Mongabay.co.id

Kebakaran Berulang di Perusahaan Sawit dan Bubur Kertas Masih Minim Sanksi

Kebakaran hutan dan lahan di konsesi PT Globalindo Agung Lestari di Mantangai, Kapuas, Kalimantan Tengah. © Jurnasyanto Sukarno / Greenpeace

 

 

 

 

 

Indonesia alami kebakaran hutan dan lahan parah pada 2015. Empat tahun setelah itu, karhutla parah berulang termasuk di konsesi perusahaan baik sawit maupun hutan tanaman industri. Kini Sejak beberapa pekan lalu, ratusan ribu warga di Kalimantan, Sumatera, bahkan sebagian Sulawesi, terpaksa menghirup napas tak sehat bahkan berbahaya. Greenpeace Indonesia menganalisa ada konsesi, baik perkebunan sawit maupun perkebunan bubur kertas dengan lahan terbakar pada 2015-2018, masih terindikasi titik api dengan level tinggi tahun ini.

Berdasarkan data resmi Kementerian Lingkungan Hidup dan Kehutanan (KLHK), Greenpeace menganalisis, pemetaan sejumlah perusahaan sawit maupun bubur kertas yang karhutla periode 2015-2018, lolos dari sanksi serius pemerintah.

“Hampir tak ada perusahaan sawit dan bubur kertas yang konsesi terbakar dihukum tegas dengan diberikan sanksi pemerintah. Meski, terjadi kebakaran berulang di konsesi sama,” kata Kiki Taufik, Juru Kampanye Hutan Global Greenpeace Indonesia, di Jakarta, pekan lalu.

Analisa pemetaan Greenpeace memperlihatkan, ada 10 perusahaan sawit yang memiliki lahan terbakar terbesar karhutla 2015-2018, belum mendapatkan sanksi serius. Bahkan, belum ada pencabutan satupun izin konsesi di lahan itu.

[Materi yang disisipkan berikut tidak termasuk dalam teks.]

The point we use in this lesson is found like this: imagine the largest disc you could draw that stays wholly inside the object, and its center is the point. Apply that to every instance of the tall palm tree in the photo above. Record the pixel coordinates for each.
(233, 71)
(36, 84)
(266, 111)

”Hal ini menandakan pemerintah tak serius penegakan hukum, padahal ini sering jadi alasan utama mengapa karhutla terjadi setiap tahun,” katanya.

Perusahaan-perusahaan itu, katanya, tak mendapatkan sanksi, administratif maupun perdata. Tahun ini, tercatat titik api muncul lagi di konsesi sama.

Dia contohkan, PT Globalindo Agung Lestari, Kalimantan Tengah, titik api tertinggi tahun ini sampai 297 titik. Perusahaan yang tergabung dalam Grup Genting ini merupakan kelompok dalam 10 konsesi terbesar terbakar pada 2015-2018, luas sampai 5.000 hektar.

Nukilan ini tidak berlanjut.